Troubleshooting: Datasource ${DS_PROMETHEUS} was not found
After importing the Grafana Dashboard (ID 24756), if panels show this error:
PanelQueryRunner Error {message: 'Datasource ${DS_PROMETHEUS} was not found'}
Cause: The Dashboard JSON uses a variable reference ${DS_PROMETHEUS} for the datasource UID, but the Grafana instance doesn't have this template variable defined, so it cannot resolve to the actual datasource UID.
Solution: Replace ${DS_PROMETHEUS} in the Dashboard JSON with the actual Prometheus datasource UID.
# 1. Get Prometheus datasource UID
curl -s -u admin:your_password http://localhost:3000/api/datasources | python3 -m json.tool
# Find the "uid": "xxxxxxxxx" value
# 2. Export Dashboard JSON
curl -s -u admin:your_password http://localhost:3000/api/dashboards/uid/vllm-master-v2 > dashboard.json
# 3. Replace the variable (using python3 for JSON handling)
python3 -c "
import json
with open('dashboard.json', 'r') as f:
data = json.load(f)
json_str = json.dumps(data)
json_str = json_str.replace('\${DS_PROMETHEUS}', 'YOUR_PROMETHEUS_UID')

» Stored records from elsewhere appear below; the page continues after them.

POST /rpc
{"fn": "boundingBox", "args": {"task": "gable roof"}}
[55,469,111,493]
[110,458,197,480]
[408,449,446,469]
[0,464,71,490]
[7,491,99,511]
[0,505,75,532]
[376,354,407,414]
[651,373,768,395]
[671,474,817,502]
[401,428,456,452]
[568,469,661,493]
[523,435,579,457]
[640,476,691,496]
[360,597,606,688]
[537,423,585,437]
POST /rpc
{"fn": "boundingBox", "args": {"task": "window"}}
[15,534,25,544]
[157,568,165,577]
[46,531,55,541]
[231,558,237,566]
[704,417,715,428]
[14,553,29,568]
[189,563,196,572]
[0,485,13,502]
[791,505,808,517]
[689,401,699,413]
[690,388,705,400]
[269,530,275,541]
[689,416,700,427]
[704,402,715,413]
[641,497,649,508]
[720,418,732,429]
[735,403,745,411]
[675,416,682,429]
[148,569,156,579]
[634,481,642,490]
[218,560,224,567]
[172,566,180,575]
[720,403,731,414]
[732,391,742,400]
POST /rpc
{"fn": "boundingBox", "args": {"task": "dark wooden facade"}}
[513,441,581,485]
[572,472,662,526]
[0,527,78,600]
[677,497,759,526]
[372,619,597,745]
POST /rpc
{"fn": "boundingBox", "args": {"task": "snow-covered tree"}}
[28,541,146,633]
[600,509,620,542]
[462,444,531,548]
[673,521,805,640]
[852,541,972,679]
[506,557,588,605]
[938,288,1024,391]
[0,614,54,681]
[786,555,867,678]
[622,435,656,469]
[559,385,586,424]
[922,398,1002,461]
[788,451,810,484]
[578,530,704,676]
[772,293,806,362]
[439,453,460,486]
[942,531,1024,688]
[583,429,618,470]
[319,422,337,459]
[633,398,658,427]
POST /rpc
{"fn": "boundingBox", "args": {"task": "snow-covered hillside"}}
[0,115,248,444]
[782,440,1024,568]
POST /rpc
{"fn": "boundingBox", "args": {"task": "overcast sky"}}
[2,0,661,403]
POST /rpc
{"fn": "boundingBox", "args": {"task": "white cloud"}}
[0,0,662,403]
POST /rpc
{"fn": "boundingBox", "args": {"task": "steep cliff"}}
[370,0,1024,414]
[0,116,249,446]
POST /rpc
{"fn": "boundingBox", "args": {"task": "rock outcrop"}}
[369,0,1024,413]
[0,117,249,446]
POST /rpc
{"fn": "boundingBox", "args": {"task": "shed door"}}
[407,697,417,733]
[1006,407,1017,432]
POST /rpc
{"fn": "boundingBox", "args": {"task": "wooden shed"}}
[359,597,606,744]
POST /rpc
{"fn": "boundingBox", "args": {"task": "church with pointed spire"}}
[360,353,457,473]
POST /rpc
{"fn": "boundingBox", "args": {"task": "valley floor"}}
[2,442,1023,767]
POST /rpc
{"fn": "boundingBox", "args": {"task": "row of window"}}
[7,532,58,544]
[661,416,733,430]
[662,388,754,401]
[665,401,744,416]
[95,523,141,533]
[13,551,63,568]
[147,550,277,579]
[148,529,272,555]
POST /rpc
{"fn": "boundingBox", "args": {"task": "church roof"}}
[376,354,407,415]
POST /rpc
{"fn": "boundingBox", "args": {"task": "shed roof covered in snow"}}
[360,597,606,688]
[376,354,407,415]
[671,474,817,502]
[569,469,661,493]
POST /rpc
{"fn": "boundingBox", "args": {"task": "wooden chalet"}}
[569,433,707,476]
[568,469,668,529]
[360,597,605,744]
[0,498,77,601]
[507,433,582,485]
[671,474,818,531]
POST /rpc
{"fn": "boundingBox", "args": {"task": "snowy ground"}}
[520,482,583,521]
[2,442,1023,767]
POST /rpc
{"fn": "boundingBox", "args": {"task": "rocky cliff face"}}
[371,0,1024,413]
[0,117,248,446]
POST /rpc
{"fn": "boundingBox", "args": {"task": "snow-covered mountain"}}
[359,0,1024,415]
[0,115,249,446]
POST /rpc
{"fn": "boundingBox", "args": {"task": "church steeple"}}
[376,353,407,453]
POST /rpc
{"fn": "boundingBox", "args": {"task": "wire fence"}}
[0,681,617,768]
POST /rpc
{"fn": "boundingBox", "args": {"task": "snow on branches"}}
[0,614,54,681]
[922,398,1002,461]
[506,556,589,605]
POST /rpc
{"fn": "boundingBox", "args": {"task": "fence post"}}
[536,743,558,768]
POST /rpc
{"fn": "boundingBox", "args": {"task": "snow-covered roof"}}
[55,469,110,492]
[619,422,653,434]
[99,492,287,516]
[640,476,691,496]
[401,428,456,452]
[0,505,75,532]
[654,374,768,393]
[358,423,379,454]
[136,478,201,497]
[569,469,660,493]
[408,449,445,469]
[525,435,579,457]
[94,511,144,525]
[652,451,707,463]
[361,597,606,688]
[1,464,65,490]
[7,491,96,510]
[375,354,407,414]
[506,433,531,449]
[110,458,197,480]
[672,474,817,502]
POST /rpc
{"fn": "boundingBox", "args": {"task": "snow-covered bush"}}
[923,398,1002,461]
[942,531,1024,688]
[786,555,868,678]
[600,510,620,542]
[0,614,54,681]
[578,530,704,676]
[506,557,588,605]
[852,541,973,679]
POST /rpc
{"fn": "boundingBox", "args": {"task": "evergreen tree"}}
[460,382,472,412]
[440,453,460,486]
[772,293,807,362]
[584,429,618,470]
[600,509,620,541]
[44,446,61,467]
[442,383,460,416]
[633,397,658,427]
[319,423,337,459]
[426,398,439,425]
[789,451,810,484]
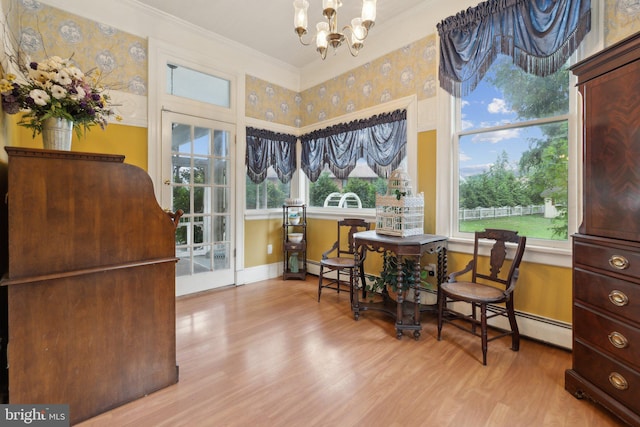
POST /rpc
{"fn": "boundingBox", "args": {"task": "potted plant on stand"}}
[365,252,432,302]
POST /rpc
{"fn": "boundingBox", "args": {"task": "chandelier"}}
[293,0,377,60]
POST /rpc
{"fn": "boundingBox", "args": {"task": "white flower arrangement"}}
[0,55,121,137]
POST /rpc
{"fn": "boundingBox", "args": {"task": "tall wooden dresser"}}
[0,148,181,425]
[565,32,640,426]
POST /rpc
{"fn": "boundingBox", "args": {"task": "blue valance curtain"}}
[437,0,591,97]
[301,109,407,182]
[246,127,297,184]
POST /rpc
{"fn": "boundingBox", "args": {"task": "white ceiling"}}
[134,0,429,69]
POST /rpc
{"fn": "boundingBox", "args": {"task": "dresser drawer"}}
[574,305,640,370]
[573,340,640,413]
[574,240,640,279]
[574,267,640,323]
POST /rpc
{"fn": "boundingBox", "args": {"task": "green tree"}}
[309,172,340,207]
[487,57,569,119]
[344,178,376,208]
[245,177,290,209]
[172,166,206,245]
[245,178,259,210]
[373,177,387,196]
[486,57,570,237]
[459,151,529,209]
[266,180,289,208]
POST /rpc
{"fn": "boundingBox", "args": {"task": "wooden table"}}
[352,230,447,340]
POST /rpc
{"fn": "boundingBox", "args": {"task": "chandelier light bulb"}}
[293,0,310,36]
[322,0,342,13]
[316,21,330,53]
[350,18,365,51]
[361,0,377,29]
[293,0,309,37]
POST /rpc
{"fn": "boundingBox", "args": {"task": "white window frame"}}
[435,2,604,268]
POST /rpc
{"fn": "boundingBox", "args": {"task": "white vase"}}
[42,117,73,151]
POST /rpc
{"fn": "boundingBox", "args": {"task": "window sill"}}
[244,207,377,223]
[306,207,376,222]
[244,209,282,221]
[446,236,572,268]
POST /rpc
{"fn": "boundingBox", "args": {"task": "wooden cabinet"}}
[565,32,640,426]
[282,204,306,280]
[0,148,180,425]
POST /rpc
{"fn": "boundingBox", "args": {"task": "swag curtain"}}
[301,109,407,182]
[246,127,297,184]
[437,0,591,97]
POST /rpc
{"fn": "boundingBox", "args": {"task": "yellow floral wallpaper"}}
[4,0,637,127]
[245,75,302,127]
[246,35,437,128]
[7,0,147,95]
[300,35,437,127]
[605,0,640,46]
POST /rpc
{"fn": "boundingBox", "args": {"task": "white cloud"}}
[487,98,511,114]
[472,128,520,144]
[459,151,471,162]
[460,164,492,178]
[461,119,473,130]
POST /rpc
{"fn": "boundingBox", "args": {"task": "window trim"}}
[437,79,577,267]
[454,113,573,247]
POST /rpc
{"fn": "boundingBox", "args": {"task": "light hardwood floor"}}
[78,277,625,427]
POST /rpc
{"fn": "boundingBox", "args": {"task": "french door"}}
[161,111,235,294]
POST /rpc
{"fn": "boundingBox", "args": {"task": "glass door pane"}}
[162,112,234,293]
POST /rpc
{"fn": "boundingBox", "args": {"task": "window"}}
[245,127,296,210]
[435,0,598,265]
[308,162,392,209]
[166,63,230,108]
[245,167,291,209]
[453,54,571,243]
[303,107,410,213]
[170,121,233,276]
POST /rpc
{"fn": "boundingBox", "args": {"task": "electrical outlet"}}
[267,244,273,254]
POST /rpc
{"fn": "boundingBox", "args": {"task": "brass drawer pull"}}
[609,372,629,391]
[608,331,629,349]
[609,290,629,307]
[609,255,630,270]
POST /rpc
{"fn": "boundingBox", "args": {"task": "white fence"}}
[459,205,545,221]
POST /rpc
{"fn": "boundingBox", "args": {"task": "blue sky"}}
[458,58,543,179]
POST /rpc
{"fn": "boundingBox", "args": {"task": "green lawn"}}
[459,214,564,240]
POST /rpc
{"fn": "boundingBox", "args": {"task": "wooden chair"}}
[437,229,527,365]
[318,218,370,302]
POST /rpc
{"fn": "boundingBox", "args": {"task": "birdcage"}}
[375,169,424,237]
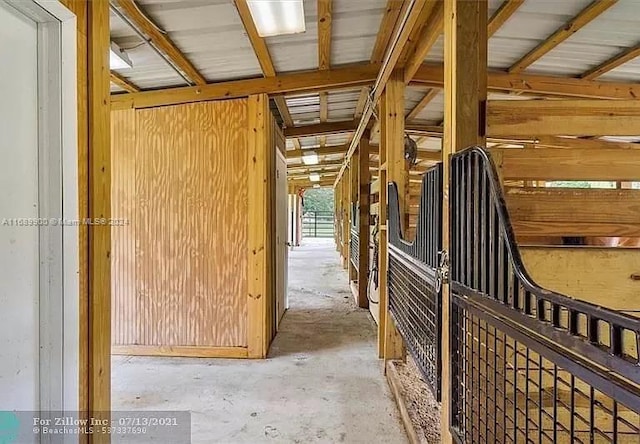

with open('dashboard_fixed.json', 'w') as f:
f.write(json_str)
print('Replaced successfully')
"
# 4. Re-import the dashboard
curl -s -u admin:your_password -X POST http://localhost:3000/api/dashboards/db \
-H 'Content-Type: application/json' \
-d @dashboard_fixed.json
Prevention: Before importing a Dashboard, ensure Prometheus datasource is configured in Grafana and that variable references in the Dashboard JSON can be resolved. For official Grafana Dashboards (like ID 24756), it's recommended to verify datasource references after import.